Seyfarth Synopsis: On November 27, 2019, the United States Court of Appeals for the First Circuit held that, under Massachusetts law, a terminated employee asserting a claim for being deprived of lost compensation in breach of the implied covenant of good faith and fair dealing must demonstrate that the lost compensation was clearly related to past services that were already performed. The Court concluded that a former executive’s implied covenant claim failed where he had made progress in achieving, but had not fully achieved the milestone that would have entitled him to additional equity compensation under his employment agreement.
Under Massachusetts law, the general rule is that at-will employees may be terminated at any time for any reason or no reason at all, and with or without notice. But what about an employee close to receiving a bonus or some form of equity compensation? Some might see terminating such an employee as inequitable under certain circumstances. Accordingly, Massachusetts courts have allowed terminated at-will employees close to receiving a bonus or other compensation to bring claims for breach of the implied covenant of good faith and fair dealing. The claim is generally limited to instances where the at-will employee is terminated without cause and where the employee has been deprived of compensation that is clearly related to services that the employee has already performed.
In its recent decision in Suzuki v. Abiomed, Inc., the First Circuit clarified the narrow scope of such implied covenant claims. The defendant, a company that designs, manufactures, and markets medical devices, hired plaintiff in April of 2010 as its vice president of Asia. In this position, the plaintiff was responsible for shepherding one of the company’s heart pumps through the Japanese regulatory approval process. The plaintiff executed an offer letter and non-disclosure agreement which provided for, among other forms of compensation, the issuance of shares of the company’s common stock, but only upon approval of the heart pumps by a Japanese regulatory agency. The documents specified that the plaintiff must be actively employed at the time of the regulatory approval to receive the equity award. The documents also made clear that the plaintiff’s employment could be terminated at any time and for any reason, subject to a 28-day written notice provision.
After significant delays in obtaining Japanese approval of the heart pumps, Abiomed fired the plaintiff. Although the plaintiff took steps towards obtaining regulatory approval for Abiomed, he had not obtained regulatory approval at the time he was fired. Abiomed, therefore, did not pay him the equity compensation. Abiomed did not obtain regulatory approval for another fifteen months after the plaintiff was fired.
The plaintiff brought suit against Abiomed in the United States District Court for the District of Massachusetts, claiming that, in not paying the equity compensation, Abiomed breached the implied covenant of good faith and fair dealing. The plaintiff’s argument was that he had worked towards regulatory approval and was entitled to be compensated for that. The district court granted summary judgment to Abiomed, concluding that the plaintiff did not have a valid implied covenant claim because he was not on the brink of earning the equity compensation at the time he was fired.
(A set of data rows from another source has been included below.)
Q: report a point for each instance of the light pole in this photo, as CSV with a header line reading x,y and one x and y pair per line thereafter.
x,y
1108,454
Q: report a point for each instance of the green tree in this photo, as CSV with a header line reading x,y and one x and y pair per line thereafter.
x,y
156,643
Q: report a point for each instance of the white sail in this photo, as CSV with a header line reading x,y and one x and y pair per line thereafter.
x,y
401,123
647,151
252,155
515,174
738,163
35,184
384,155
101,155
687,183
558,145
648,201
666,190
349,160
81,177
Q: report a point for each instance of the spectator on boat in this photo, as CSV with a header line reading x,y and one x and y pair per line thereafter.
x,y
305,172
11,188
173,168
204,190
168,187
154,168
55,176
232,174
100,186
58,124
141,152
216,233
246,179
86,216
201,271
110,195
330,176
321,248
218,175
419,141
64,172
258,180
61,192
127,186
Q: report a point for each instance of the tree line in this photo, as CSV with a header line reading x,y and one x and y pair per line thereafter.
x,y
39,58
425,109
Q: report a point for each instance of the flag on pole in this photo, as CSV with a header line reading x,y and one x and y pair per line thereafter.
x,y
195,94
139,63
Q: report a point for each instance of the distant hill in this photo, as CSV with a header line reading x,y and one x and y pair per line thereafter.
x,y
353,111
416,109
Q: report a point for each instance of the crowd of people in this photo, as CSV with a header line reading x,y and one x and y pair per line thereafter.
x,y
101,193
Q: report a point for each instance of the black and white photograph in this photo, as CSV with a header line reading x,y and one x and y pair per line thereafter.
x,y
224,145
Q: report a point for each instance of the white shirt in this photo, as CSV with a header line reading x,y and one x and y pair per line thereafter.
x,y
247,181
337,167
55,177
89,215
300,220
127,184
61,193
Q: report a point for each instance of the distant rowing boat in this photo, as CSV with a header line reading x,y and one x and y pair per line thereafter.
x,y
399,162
On appeal, the First Circuit first found that despite the fact that the plaintiff’s employment could only be terminated with 28 days written notice, the plaintiff was still an at-will employee. Thus, the plaintiff could bring an implied covenant claim if he could establish that he had been deprived of compensation clearly related to services that had already been performed. However, the court found that, while the plaintiff did some groundwork to achieve regulatory approval, Abiomed still had to do significant work — fifteen months’ worth of work — after the plaintiff’s discharge to obtain approval. The court further found significant that regulatory approval was not inevitable when the plaintiff was fired. In short, the equity compensation at issue was for obtaining regulatory approval, and the ultimate achievement of regulatory approval was not clearly related to services that the plaintiff had performed before he was fired. Therefore, the First Circuit agreed with the district court in ruling against the plaintiff.
This decision serves as a reminder that employees who are fired while on the brink of receiving a bonus or other compensation may have a claim under the implied covenant of good faith and fair dealing, but only under limited circumstances. To avoid such a claim, employers who fire an employee on the brink of receiving bonuses or similar compensation should carefully review whether the employee may have earned the compensation based on services that the employee has already performed. While the plaintiff in Suzuki did not have a viable claim because achievement of the compensation milestone was not inevitable when he was fired, the result may have been different if achievement of the milestone had been inevitable or imminent at that time.